Greg melted in bed and stared at his ceiling for three days straight. The depression over his merchandising failure pushed him to paralysis. Emotionally, his wits escaped him, and physically, his health toppled into sickness. After a while, he felt the underside of his skin crawl from the stress that ate away inside. He knew that if he didn’t move soon, he would disintegrate into his mattress, failing to set foot on the floor again.

And that was what he wanted now.

On the fourth day, his ten-dollar phone rang from a distant corner of his room. At first he didn’t want to move, but he figured it was rude of him to ignore the caller entirely, so he oozed his way over the edge of his bed, dropped to his belly in a soft plop, and slid across the floor by swaying his knees. When he finally reached the phone and knocked it off its base with his chin, the guy on the other end spoke in a virtual shout. It was one of Greg’s friends from class.

“Greg, where’ve you been?” Jeff asked. “The cat detailing assignment was due today.”

“The what?” Greg didn’t really care.

“The cat detailing assignment . . . for sociology. Remember?”

“I don’t care.”

“That was half our grade.”

“Then I guess I fail. Goodbye.”

“Dude, are you all right? This doesn’t sound like you.”

“I have to go.”

“You didn’t blow up your cat, did you?”

“I don’t have a cat.”

“Well, then why are you acting so weird?”

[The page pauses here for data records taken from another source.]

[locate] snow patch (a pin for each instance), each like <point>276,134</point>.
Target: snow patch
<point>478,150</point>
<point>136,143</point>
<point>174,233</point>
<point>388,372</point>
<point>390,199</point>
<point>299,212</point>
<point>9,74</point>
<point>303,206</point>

“I’m just depressed right now.”

“Depressed? What? Come on, you don’t get depressed.”

“I’m depressed now. Leave me alone.”

“If you’re depressed, then why don’t you hang with us tonight? We’re going to a club.”

“I can’t afford to leave my house.”

“Why, because of unemployment? Whatever. I’ll spot you the cover. Get dressed. I’m coming to pick you up. And I’m bringing a cat so you can draw it and finish your detailing assignment.”